Дядько произнес поздравительную речь. Чокнулись стаканами с морсом. Ни пива, ни водки в этот раз не было. Дмитрий Филиппович в энный раз «вкололся», ни к чему соблазнять, а Кузьма не пил вообще, – кажется, и не пробовал. Ел он опрятно, как хорошо воспитанный ребенок, не сутулился, не клал локти на стол, с расправленным на коленях чистым рушником вместо салфетки. Маргоша ошиблась, считая Нарышкина ровесником, он был младше ее на целых пять лет.

– Лапша по‑немецки! – воскликнул Женя, крутя носом над запеканкой. – Мамма миа, я становлюсь ценителем бюргерской кюхен!

– У нас с мамой было немецкое фортепиано «Paul Scharf», – робко сказал Нарышкин, и глаза его повлажнели.

– Кюхен, киндер, кирхен, – передернула плечиком Беляницкая. – По отношению к женщине все мужчины – фашисты…
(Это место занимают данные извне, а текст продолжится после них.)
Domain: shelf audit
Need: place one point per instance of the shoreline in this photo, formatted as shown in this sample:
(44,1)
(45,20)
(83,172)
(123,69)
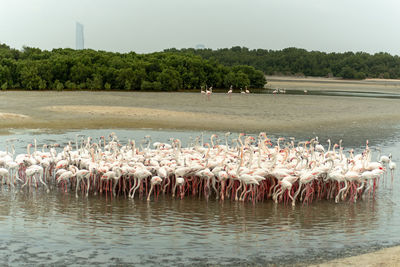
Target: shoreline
(389,256)
(68,110)
(191,111)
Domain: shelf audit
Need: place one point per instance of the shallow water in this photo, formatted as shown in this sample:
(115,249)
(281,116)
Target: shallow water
(59,229)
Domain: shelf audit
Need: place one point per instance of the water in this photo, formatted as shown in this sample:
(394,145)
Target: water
(59,229)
Разрыв с поклонником временно преисполнил Людмилу злом. С помощью калорийного пирога и уважения к Кубе, родине могучих бородатых революционеров, она надеялась поправить себе настроение.

Маргоша, кстати, тоже переживала неприятности, но другого рода. Несмотря на гастроли и проверенные на северных зрителях танцы народов мира, ее не взяли в концертно‑эстрадное бюро. Варя, вечный парламентер за «своих», конфузливо уведомила Маргошу, что до директора дошли какие‑то слухи, будто она занимается фарцовкой. Начальству, понятное дело, не нужны были проблемы с законом.

Маргоша догадывалась, откуда ветер дует. Мир между двумя балеринами, ею и Беляницкой, всегда был шаток. Когда‑то Маргоша отбила у Людмилы мужчину из ответственных. Обе знали, что он женат и связи его поверхностны, но уязвленная соперница год не разговаривала с Маргошей. Выходит, все еще помнила и не простила.

– Мне эти три женских «к», наоборот, по душе, – Римма Осиповна продолжила «немецкую» тему.

– Что хорошего? – скривилась Беляницкая. – Дети орут, кастрюли кипят, у женщины одна мечта – в церкви отдохнуть, такая жизнь тебе по душе?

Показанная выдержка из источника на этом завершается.